The past couple of days I've been making a big push to get the print and epub files re-uploaded to KDP/Amazon, so I can start officially offering the print book for sale. Screwed up the PDF conversion process ten ways from Sunday, but yesterday (the 12th), I finally reloaded acceptable revised versions of both. Yay!
Now to take a deep breath and do the same on IngramSpark for wide distribution.
And what happens? IS took the same epub file that successfully went up on Amazon and returned me--- I kid you not--- 13,240 "words" worth of error messages. Some of which I thought I understood, but a lot more of which I do not suss at all.
Google has not been my friend here, or at least, not much of one.
The ha-ha "good" thing here is that Ingram's support is offline for the night and I can't ask them what any of this means. So I'll actually have to go to bed and get some sleep before tackling this again.
It is a bummer the files didn't go through. Yesterday was my birthday, and it would have been such a good occasion to have all this done.
in my experience this will mostly be to do with bleed - ingram are a lot less tolerant of tiny issues than KDP
Also you hand coded your manuscript in HTML didnt you?- I'd strongly suspect that will throwe some errors if its not completely standardised
(also if you have drop caps on chapter start its common for them to wind up a smidge too close to the page edge for ingrams liking)
Well, nope, nothing to do with bleed or the drop caps, since this is the EPUB file we're talking about. The print book cover and interior files seem to have gone through just fine-- hooray!
I just corrected around 2,000 "words" worth of errors by getting rid of the space in the title of the original HTML file and doing a new conversion via Calibre.
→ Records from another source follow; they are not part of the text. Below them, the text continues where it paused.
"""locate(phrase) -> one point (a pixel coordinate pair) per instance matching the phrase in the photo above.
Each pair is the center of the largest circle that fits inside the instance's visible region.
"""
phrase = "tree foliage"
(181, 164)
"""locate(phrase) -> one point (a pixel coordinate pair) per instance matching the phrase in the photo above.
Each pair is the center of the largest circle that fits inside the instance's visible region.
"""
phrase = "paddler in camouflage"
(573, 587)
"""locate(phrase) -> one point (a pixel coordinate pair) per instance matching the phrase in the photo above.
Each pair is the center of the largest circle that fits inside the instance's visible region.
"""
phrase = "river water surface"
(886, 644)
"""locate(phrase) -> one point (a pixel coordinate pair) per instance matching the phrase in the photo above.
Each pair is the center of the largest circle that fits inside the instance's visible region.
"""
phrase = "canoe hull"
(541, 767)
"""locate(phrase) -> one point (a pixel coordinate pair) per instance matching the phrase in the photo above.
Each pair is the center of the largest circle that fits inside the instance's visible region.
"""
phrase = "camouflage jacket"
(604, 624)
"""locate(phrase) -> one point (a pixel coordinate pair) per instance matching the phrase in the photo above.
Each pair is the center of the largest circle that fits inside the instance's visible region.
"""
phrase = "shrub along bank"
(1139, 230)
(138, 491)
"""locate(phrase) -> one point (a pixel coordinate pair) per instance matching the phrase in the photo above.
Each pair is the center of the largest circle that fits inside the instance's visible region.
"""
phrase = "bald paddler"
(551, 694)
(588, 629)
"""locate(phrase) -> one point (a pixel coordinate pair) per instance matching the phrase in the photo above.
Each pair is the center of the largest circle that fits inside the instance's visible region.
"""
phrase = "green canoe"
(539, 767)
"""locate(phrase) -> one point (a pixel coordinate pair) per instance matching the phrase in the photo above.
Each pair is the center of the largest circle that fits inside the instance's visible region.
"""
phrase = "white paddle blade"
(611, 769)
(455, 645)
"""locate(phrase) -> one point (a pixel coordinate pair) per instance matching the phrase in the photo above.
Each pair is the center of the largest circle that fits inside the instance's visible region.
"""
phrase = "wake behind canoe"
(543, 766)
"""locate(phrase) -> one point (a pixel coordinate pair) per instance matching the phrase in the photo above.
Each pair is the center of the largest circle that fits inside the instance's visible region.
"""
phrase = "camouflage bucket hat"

That leaves 11,485 to go . . .
The problem may be that I formatted this originally for EPUB 2. Through diligence and with help from various people like @Komposten, I got that file into a condition that was error-free. It uploaded onto Amazon last August just fine.
But IngramSpark want EPUB 3. I chose that option when I converted on Calibre, and Amazon/KDP had no trouble whatever with the result. But IS? Lots.
I've got an online chat Support request up and I'm waiting for them to come back online. But from what I'm discovering on Google (now that I'm a little more awake), I may have to postpone distributing the ebook version with IS until I can get up to speed with the HTML requirements for EPUB 3. More severe learning curves ahead!